' ' Cinema Romantico: True Grit

Monday, January 10, 2011

True Grit

Leave it to The Coen Brothers to make a conventional western, which is actually a remake of an earlier John Wayne film, though it's less a remake than a straight adaptation of the Charles Portis novel on which they were both based, that is entirely unconventional. Oh, make no mistake, the familiar elements are in place. A ragtag band lookin' for some revenge. Galloping horses silhouetted in the sun. A stately but elegiac score. Shootouts and whiskey and snakebites and campfires and the whole nine yards. But the entire thing, if you look closely, is just a tad askew. It's in the dialogue and it's in the performances, such as in the lead performance by 13 year old Hallee Steinfeld as Mattie Ross.


Damn, she's a tough cookie. No, tough cookie isn't even the right term. It's been a cinematic year full of female badasses. Ree Dolly and Evelyn Salt and, well, Mattie Ross is just as badass as any of 'em, though, to be sure, she's a proper badass. She speaks in terse, complete sentences. "I'm here to settle my father's affairs." That's her father who, as the movie opens, has just been shot and killed by the dastardly Tom Chaney. And so now Mattie will take up a gun and track down the slovenly, drunken, one-eyed, but absurdly smart Marshal Rooster Cogburn (Jeff Bridges) to help her track down Tom Chaney since she aims to kill him back. She doesn't cry, doesn't spend time in mourning, nope, she saddles up, refuses any guff from the Rooster and in one breathtaking sequence fords a river all on her lonesome which is as thrilling a 60 seconds as you will witness in a movie theater all year.

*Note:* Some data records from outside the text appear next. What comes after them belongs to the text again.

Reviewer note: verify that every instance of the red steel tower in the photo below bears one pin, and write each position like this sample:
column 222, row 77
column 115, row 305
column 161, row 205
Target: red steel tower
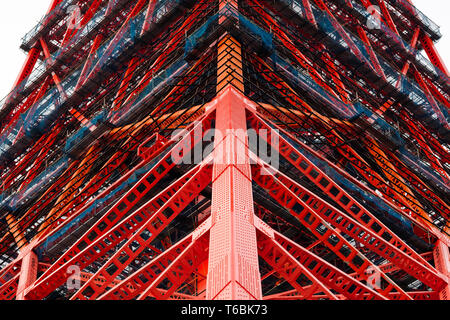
column 225, row 149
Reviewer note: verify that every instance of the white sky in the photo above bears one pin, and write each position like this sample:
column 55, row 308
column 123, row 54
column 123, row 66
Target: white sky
column 17, row 17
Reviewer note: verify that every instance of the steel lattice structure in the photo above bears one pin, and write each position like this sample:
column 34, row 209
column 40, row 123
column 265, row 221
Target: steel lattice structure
column 102, row 184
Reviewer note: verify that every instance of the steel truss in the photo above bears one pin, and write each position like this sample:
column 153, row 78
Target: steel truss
column 129, row 167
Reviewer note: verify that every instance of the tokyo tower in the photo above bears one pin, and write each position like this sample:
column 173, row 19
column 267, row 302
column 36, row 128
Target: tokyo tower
column 227, row 150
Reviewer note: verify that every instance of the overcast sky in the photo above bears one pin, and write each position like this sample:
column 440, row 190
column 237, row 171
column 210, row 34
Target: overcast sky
column 17, row 17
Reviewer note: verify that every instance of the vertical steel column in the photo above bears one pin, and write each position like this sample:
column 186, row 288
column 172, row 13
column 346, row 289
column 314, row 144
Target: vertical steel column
column 233, row 269
column 28, row 274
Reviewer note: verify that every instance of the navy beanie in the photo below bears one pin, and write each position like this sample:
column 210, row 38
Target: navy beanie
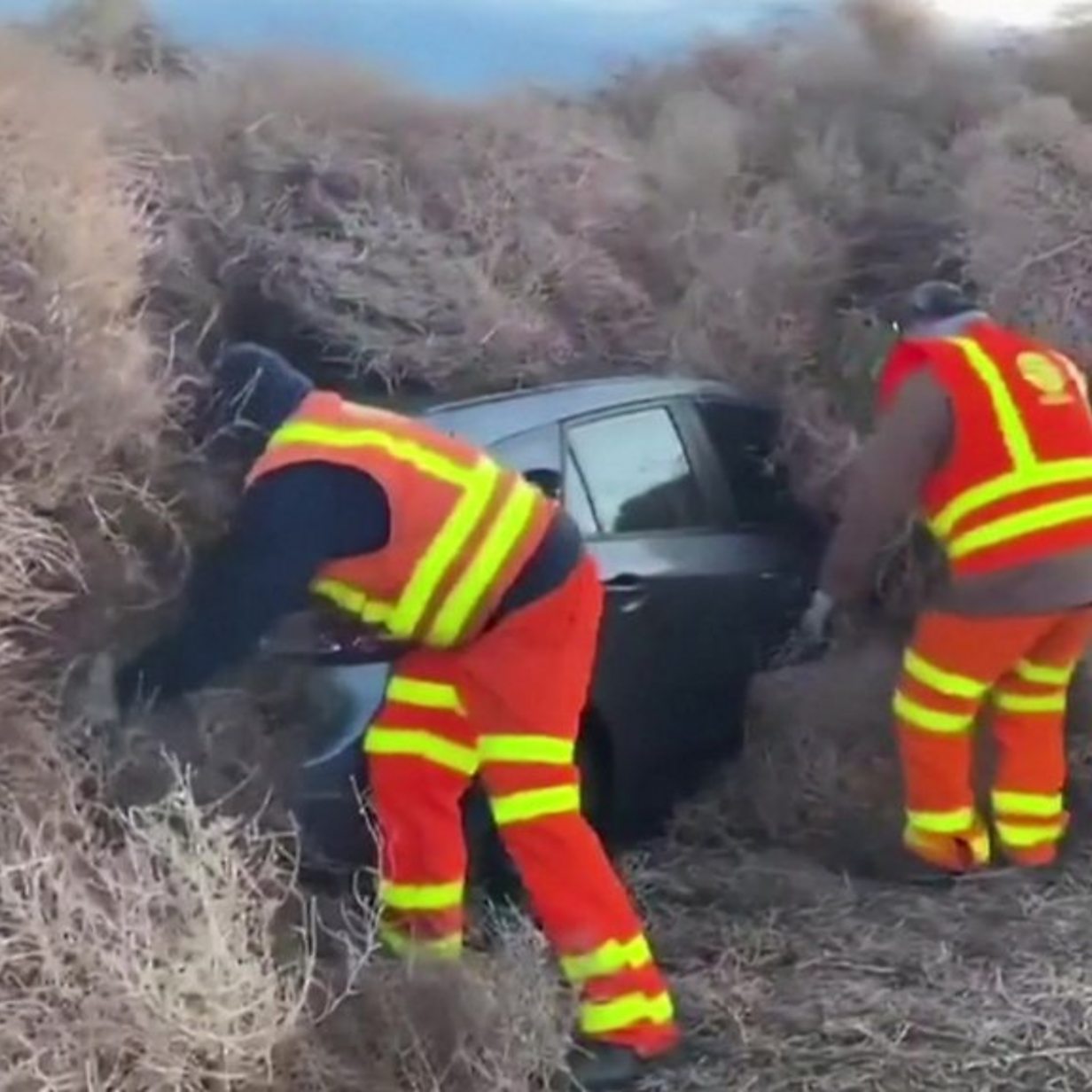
column 255, row 389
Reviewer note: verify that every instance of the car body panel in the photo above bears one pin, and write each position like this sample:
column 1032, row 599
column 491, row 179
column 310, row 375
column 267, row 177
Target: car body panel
column 690, row 612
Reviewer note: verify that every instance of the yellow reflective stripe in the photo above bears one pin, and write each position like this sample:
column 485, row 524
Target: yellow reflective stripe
column 1041, row 675
column 1021, row 523
column 342, row 438
column 423, row 693
column 1026, row 838
column 1009, row 417
column 956, row 686
column 502, row 538
column 1030, row 704
column 930, row 720
column 448, row 947
column 1063, row 472
column 549, row 751
column 425, row 745
column 608, row 959
column 535, row 804
column 445, row 549
column 1027, row 471
column 352, row 599
column 1034, row 805
column 942, row 823
column 602, row 1018
column 422, row 895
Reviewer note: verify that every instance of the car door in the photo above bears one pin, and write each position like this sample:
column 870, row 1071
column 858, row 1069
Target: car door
column 673, row 649
column 775, row 538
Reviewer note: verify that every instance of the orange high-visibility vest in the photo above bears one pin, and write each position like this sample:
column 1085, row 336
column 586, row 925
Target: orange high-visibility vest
column 462, row 526
column 1017, row 486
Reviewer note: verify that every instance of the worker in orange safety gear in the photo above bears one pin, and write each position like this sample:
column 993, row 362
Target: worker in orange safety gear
column 485, row 585
column 987, row 433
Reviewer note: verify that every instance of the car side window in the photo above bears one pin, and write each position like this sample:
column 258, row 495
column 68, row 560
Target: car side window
column 636, row 473
column 745, row 441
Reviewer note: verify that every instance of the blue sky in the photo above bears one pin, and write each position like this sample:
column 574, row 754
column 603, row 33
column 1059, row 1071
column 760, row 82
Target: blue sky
column 472, row 46
column 463, row 46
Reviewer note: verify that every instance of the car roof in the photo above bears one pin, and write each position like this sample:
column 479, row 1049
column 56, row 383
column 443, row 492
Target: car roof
column 497, row 417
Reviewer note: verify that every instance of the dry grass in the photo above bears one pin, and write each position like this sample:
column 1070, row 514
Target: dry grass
column 740, row 214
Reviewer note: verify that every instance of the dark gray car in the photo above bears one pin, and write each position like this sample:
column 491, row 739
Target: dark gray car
column 706, row 563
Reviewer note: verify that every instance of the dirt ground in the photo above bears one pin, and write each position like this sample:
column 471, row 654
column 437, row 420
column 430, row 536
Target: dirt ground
column 794, row 977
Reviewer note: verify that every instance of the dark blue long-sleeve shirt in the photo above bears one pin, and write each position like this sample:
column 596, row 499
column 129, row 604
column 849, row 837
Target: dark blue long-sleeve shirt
column 290, row 524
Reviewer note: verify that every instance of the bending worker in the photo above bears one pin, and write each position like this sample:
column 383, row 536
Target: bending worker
column 988, row 433
column 486, row 582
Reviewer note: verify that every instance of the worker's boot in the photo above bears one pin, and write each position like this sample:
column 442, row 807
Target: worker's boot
column 594, row 1066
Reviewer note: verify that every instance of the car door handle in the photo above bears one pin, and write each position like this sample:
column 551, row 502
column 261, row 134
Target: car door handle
column 630, row 588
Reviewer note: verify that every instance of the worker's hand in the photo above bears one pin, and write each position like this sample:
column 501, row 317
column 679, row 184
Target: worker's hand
column 90, row 699
column 814, row 630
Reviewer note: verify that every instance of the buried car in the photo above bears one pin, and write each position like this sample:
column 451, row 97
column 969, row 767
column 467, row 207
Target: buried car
column 706, row 564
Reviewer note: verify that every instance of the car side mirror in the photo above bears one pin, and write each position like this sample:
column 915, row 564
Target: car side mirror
column 547, row 480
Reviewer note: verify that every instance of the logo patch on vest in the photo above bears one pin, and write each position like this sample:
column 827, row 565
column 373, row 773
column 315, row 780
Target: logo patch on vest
column 1048, row 377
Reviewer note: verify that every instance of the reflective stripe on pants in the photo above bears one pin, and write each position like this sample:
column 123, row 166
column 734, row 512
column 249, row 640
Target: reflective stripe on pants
column 507, row 709
column 1022, row 665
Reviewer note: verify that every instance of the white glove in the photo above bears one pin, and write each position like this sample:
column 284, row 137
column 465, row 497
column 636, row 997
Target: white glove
column 815, row 625
column 90, row 696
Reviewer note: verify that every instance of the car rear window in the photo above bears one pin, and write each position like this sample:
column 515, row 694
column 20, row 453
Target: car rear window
column 636, row 474
column 745, row 441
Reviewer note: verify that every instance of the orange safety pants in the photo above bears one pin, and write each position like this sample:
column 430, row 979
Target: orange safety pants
column 955, row 667
column 508, row 707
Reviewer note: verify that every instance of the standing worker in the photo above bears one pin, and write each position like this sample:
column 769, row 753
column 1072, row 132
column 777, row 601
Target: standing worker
column 486, row 582
column 987, row 433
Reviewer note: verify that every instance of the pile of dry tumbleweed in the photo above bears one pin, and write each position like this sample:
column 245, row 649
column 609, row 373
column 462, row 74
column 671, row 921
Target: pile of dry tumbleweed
column 739, row 214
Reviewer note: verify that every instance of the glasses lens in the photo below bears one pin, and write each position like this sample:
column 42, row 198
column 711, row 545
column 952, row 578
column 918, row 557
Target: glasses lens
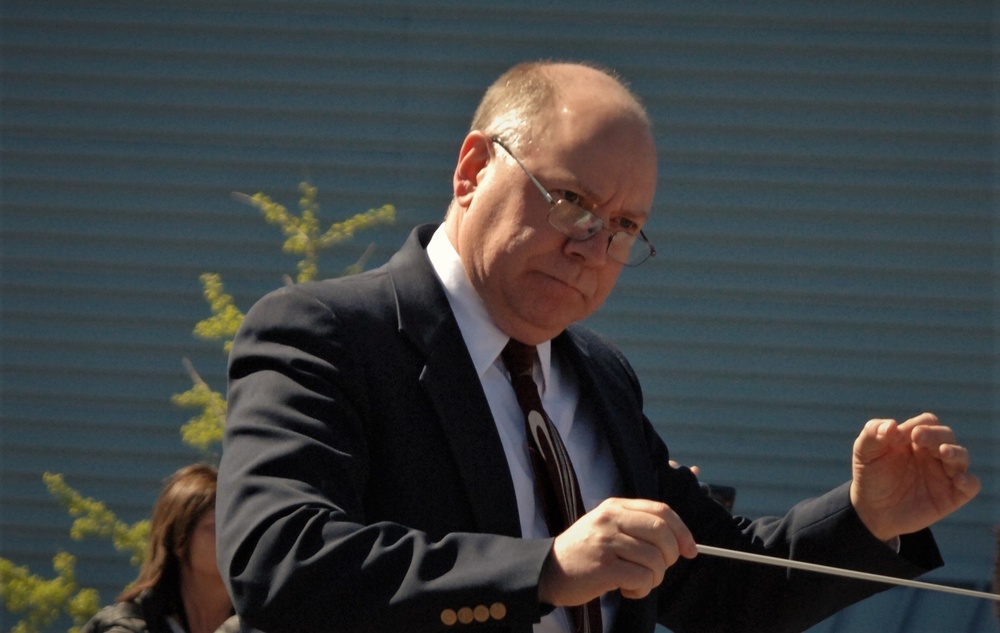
column 574, row 221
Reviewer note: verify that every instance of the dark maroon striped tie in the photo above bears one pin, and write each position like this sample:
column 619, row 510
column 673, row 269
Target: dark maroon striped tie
column 555, row 481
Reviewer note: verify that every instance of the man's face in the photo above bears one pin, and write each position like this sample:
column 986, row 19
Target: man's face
column 534, row 280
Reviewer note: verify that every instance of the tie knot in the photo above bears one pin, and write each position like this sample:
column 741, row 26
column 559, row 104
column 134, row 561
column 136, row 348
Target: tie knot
column 518, row 357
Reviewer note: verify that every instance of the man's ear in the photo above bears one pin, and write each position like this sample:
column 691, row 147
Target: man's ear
column 475, row 155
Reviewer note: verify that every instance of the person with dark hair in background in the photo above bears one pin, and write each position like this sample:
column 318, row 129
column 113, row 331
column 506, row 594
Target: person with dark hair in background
column 437, row 445
column 996, row 572
column 179, row 589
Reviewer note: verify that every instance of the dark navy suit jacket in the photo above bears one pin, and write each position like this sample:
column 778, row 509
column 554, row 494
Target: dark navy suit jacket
column 363, row 485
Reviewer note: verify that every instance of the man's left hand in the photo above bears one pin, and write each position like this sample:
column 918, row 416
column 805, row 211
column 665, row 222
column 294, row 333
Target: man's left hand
column 908, row 476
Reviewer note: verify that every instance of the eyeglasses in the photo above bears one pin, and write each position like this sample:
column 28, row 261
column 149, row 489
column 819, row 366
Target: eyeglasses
column 580, row 224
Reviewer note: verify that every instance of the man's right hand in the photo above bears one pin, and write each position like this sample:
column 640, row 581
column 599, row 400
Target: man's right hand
column 625, row 544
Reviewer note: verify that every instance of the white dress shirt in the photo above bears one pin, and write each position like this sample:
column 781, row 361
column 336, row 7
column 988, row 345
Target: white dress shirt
column 599, row 478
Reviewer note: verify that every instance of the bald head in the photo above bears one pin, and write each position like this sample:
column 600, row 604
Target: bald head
column 521, row 102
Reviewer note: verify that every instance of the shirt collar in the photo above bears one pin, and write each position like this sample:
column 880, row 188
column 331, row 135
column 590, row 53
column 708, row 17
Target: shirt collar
column 483, row 338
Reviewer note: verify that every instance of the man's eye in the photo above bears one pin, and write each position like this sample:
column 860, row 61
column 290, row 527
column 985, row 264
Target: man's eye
column 624, row 224
column 569, row 196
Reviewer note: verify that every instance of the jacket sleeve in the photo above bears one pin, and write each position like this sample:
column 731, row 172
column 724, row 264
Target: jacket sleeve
column 709, row 594
column 298, row 545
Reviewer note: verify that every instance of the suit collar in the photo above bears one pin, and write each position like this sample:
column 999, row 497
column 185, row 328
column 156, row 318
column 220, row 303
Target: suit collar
column 453, row 387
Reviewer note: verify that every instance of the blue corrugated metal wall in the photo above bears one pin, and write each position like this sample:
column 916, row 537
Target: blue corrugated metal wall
column 826, row 220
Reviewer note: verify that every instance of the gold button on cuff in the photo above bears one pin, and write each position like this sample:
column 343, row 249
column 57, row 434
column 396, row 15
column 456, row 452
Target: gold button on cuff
column 498, row 610
column 465, row 615
column 449, row 617
column 481, row 613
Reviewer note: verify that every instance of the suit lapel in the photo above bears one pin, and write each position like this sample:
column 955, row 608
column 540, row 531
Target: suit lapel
column 618, row 416
column 453, row 387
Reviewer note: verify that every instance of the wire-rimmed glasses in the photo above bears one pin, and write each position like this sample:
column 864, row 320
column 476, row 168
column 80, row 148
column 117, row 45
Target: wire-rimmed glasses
column 579, row 224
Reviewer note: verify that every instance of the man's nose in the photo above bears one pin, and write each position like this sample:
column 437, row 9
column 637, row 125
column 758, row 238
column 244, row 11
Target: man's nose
column 593, row 250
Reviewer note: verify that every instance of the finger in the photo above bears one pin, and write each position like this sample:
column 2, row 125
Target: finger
column 931, row 436
column 877, row 436
column 640, row 566
column 656, row 523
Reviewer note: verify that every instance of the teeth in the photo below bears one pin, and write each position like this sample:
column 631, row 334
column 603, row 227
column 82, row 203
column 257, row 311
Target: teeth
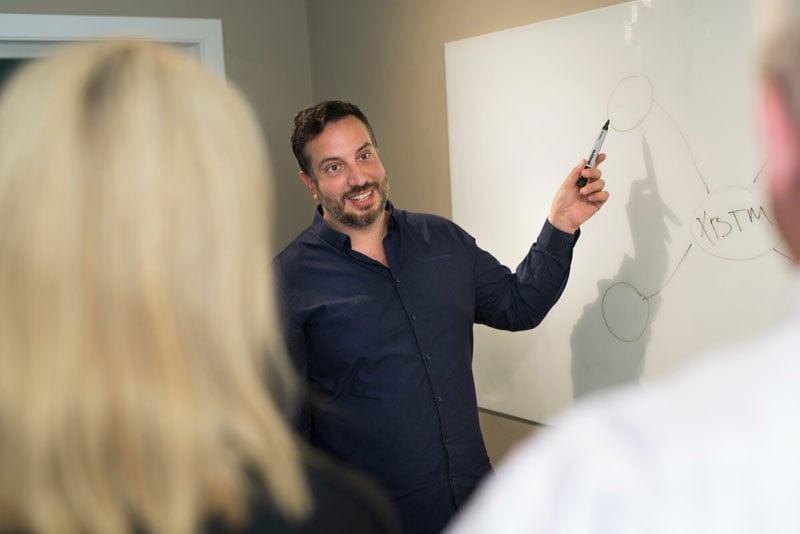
column 362, row 196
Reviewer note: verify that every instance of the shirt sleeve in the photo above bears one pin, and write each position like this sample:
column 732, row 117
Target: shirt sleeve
column 296, row 344
column 520, row 300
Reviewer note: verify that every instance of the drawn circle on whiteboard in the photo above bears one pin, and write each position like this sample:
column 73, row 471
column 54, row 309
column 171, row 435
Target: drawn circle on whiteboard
column 626, row 312
column 630, row 102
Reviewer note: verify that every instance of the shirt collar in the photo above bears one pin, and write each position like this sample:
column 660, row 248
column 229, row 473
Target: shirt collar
column 336, row 238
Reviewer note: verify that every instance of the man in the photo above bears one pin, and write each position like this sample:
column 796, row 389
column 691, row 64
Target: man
column 715, row 449
column 382, row 304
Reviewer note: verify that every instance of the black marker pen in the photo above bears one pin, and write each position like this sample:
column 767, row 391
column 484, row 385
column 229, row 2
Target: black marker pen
column 595, row 152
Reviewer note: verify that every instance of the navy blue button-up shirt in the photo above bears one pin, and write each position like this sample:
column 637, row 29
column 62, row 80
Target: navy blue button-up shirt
column 388, row 351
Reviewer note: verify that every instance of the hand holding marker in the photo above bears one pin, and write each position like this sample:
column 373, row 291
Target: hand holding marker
column 595, row 152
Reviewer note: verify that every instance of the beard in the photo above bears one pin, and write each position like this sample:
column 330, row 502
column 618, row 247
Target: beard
column 337, row 208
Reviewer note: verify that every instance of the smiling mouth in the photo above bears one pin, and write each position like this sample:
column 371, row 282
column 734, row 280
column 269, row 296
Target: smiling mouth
column 361, row 197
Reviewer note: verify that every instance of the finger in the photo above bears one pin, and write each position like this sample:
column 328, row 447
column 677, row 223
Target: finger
column 574, row 174
column 598, row 198
column 592, row 186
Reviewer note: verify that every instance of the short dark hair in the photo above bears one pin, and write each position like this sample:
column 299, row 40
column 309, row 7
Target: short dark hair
column 310, row 122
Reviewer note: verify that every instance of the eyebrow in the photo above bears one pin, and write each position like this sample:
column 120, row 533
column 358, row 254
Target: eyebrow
column 323, row 161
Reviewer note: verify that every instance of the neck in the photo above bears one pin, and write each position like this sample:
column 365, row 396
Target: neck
column 367, row 240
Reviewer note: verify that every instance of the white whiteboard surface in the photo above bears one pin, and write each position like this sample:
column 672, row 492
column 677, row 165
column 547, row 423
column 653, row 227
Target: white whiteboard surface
column 683, row 257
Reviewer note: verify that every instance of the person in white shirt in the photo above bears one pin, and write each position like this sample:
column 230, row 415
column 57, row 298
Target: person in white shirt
column 714, row 449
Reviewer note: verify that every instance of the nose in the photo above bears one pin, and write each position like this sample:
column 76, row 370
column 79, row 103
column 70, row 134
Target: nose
column 355, row 176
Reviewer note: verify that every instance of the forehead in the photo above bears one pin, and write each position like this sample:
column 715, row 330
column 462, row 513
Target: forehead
column 338, row 139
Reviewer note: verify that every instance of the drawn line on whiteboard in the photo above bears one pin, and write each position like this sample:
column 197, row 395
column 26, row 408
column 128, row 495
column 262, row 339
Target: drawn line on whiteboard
column 624, row 286
column 673, row 273
column 688, row 147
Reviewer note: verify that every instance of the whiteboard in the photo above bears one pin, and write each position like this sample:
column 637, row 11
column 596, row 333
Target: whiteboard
column 684, row 255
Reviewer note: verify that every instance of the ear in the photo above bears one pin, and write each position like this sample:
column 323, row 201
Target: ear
column 782, row 138
column 309, row 181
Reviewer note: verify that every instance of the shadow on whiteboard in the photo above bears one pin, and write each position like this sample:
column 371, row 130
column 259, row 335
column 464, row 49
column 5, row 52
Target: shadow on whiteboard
column 609, row 340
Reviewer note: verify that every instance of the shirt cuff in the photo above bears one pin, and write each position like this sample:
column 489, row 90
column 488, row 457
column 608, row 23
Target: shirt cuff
column 555, row 241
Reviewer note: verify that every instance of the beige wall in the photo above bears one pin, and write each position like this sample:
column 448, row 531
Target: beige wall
column 266, row 55
column 387, row 56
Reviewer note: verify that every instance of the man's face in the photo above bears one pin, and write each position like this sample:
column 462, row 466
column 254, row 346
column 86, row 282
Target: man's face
column 348, row 176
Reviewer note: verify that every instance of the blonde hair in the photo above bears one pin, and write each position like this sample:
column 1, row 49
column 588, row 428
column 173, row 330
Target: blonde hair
column 779, row 34
column 137, row 316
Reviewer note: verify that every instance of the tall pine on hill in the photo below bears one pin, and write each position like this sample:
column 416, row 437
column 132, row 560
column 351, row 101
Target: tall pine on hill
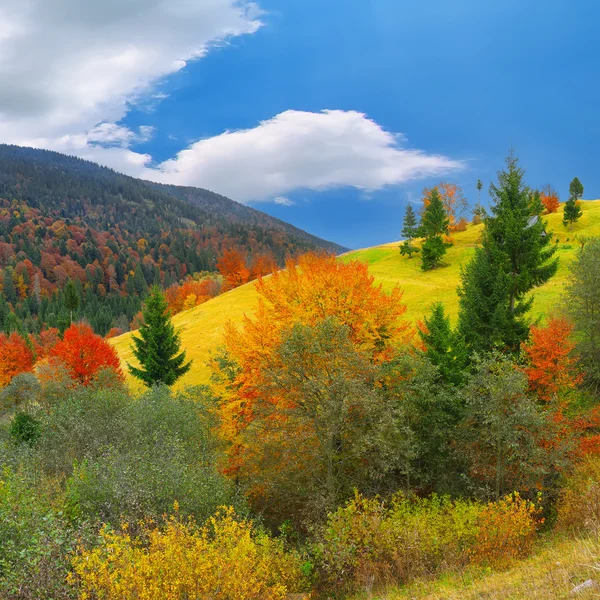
column 515, row 257
column 434, row 225
column 157, row 347
column 409, row 232
column 572, row 210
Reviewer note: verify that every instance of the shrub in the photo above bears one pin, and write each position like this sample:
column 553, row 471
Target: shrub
column 579, row 505
column 226, row 559
column 367, row 542
column 25, row 429
column 505, row 530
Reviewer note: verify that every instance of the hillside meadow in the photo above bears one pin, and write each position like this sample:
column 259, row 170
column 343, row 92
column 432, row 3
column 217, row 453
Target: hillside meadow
column 202, row 327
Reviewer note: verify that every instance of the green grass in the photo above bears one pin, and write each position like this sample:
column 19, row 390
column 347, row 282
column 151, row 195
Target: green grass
column 202, row 327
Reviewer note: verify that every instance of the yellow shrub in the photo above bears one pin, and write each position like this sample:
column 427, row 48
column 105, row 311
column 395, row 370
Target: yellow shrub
column 223, row 560
column 505, row 530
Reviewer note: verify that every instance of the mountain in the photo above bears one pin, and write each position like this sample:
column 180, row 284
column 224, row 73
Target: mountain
column 63, row 218
column 202, row 327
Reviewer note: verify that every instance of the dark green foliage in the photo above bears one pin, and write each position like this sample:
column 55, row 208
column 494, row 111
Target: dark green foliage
column 515, row 257
column 25, row 429
column 158, row 345
column 443, row 347
column 576, row 189
column 434, row 225
column 582, row 304
column 72, row 299
column 409, row 232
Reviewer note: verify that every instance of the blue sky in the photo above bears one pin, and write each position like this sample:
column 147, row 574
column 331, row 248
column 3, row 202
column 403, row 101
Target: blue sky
column 461, row 81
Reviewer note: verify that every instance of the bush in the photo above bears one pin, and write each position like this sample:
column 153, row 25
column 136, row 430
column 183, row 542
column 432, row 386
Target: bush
column 505, row 531
column 226, row 559
column 25, row 429
column 367, row 542
column 579, row 505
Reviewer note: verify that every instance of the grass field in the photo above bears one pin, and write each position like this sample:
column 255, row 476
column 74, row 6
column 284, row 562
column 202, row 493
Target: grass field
column 202, row 327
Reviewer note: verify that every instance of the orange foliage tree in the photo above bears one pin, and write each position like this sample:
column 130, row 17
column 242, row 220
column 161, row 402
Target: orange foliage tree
column 16, row 356
column 311, row 289
column 454, row 201
column 232, row 266
column 550, row 365
column 549, row 198
column 84, row 353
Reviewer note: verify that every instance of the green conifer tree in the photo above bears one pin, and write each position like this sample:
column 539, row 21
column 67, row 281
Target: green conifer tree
column 434, row 225
column 515, row 257
column 158, row 345
column 409, row 232
column 443, row 347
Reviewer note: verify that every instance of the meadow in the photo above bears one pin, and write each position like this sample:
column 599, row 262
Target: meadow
column 202, row 327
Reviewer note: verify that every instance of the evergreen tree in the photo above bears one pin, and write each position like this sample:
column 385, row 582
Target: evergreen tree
column 157, row 346
column 434, row 224
column 409, row 232
column 515, row 257
column 71, row 298
column 8, row 287
column 576, row 189
column 443, row 347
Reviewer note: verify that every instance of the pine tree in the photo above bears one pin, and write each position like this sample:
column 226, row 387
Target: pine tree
column 572, row 210
column 409, row 232
column 157, row 347
column 71, row 298
column 443, row 347
column 515, row 257
column 434, row 224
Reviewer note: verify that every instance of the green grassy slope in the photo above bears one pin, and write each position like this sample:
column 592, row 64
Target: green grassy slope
column 202, row 327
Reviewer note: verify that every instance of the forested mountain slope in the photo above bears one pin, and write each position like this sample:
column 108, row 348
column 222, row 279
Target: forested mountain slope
column 63, row 218
column 202, row 327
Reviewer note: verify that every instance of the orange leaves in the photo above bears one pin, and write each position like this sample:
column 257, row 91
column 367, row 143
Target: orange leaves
column 551, row 368
column 84, row 353
column 232, row 266
column 16, row 357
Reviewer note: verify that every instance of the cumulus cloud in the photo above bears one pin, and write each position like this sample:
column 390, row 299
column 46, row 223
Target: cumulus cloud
column 300, row 150
column 67, row 66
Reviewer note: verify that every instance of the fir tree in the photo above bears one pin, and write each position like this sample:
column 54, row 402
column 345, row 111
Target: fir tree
column 434, row 225
column 515, row 257
column 158, row 345
column 572, row 210
column 71, row 298
column 409, row 232
column 443, row 347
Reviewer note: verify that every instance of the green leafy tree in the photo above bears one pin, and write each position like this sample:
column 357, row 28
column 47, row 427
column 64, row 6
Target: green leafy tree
column 158, row 344
column 443, row 346
column 434, row 225
column 409, row 232
column 515, row 256
column 582, row 304
column 71, row 298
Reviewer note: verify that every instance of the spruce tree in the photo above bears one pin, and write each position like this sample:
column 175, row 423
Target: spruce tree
column 158, row 345
column 572, row 210
column 409, row 232
column 434, row 225
column 515, row 257
column 71, row 298
column 443, row 346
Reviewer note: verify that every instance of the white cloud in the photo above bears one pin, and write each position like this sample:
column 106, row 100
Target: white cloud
column 283, row 201
column 300, row 150
column 67, row 66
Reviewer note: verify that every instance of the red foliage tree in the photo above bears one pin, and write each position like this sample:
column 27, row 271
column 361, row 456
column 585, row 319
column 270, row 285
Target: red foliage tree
column 15, row 357
column 84, row 353
column 232, row 266
column 550, row 366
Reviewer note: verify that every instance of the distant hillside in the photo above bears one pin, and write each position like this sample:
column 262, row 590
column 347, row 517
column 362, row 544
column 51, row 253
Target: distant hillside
column 63, row 218
column 202, row 327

It's at this moment Cogburn finally begins to respect the resourceful Mattie. The same thing, however, cannot be said about the third member of their party, LaBeouf (Matt Damon), a Texas Ranger, who is eternally insistent on reminding everyone he's a Texas Ranger. Now listen to to the speech patterns of this most motley trio. Mattie makes no small talk whatsoever. Everything's deadly serious. She ain't got no time to waste. Rooster Cogburn drawls on endlessly, telling story after story in a backwoods dialect. LaBeouf talks in a way to remind everyone how educated he is or, if he isn't really educated, to make everyone think he's educated. Three completely distinct voices, a rarity these days at the movies and a heavenly treat.

And now a brief word about Mr. Damon. Steinfeld and Bridges are getting some semblance of Oscar buzz, and they should (particularly Steinfeld), but my favorite performance here is Damon's. It's funny. Like, amazingly funny, but strangely funny. You've never seen anything quite like it. He's regimented, a schoolmaster who likes to scold, but also a spoiled overgrown child who pouts if he doesn't get his way. Plus, he's Texas Ranger. Did I mention that? Texas. He's from Texas. But he'll tell you. How in the world did he get a supporting nod for "Invictus" last year yet merit no buzz for this exemplary work? (Psssst....this isn't exactly what the Academy expected.)

This trio will break up and get back together and break up again but eventually, fitfully, will find its way to Tom Chaney who comes in the form of Josh Brolin whose performance is even more unexpected than Damon's, the specifics of which I will not reveal.  I must confess, though, that this climax left me a bit disappointed.  It's not that it's convenient and it's not that one particular development seems so arbitrary - it's set up, yes, but it still feels like a cheat - but that emotionally it felt so unsatisfying.  It's a steady, brilliant build for an hour and a half and then just kinda crests, kinda peaks too early.  For all its idiosyncrasies, well, the end was just so un-idiosyncratic. Well, not completely. Its coda, its last line, is coldly matter-of-fact it's still sort of haunting me.

But then those third act issues don't much matter no how because they won't stop me from cherishing Damon's exotic turn and Bridges trying to shoot some cornbread (a prime example of the film's droll humor) and the steadfast Steinfeld who at 13 is tougher and more together than I am at 33 (and will be at 53).  She makes John Wayne look like Marion Morrison.

2 comments:

Rory Larry said...

Just know Marion might rise from the grave and kick your ass for that comment.

Nicholas Prigge said...

I would like to claim this comment doesn't bother me except we all know Marion's ghost - heck, even his corpse - could pound me into oblivion.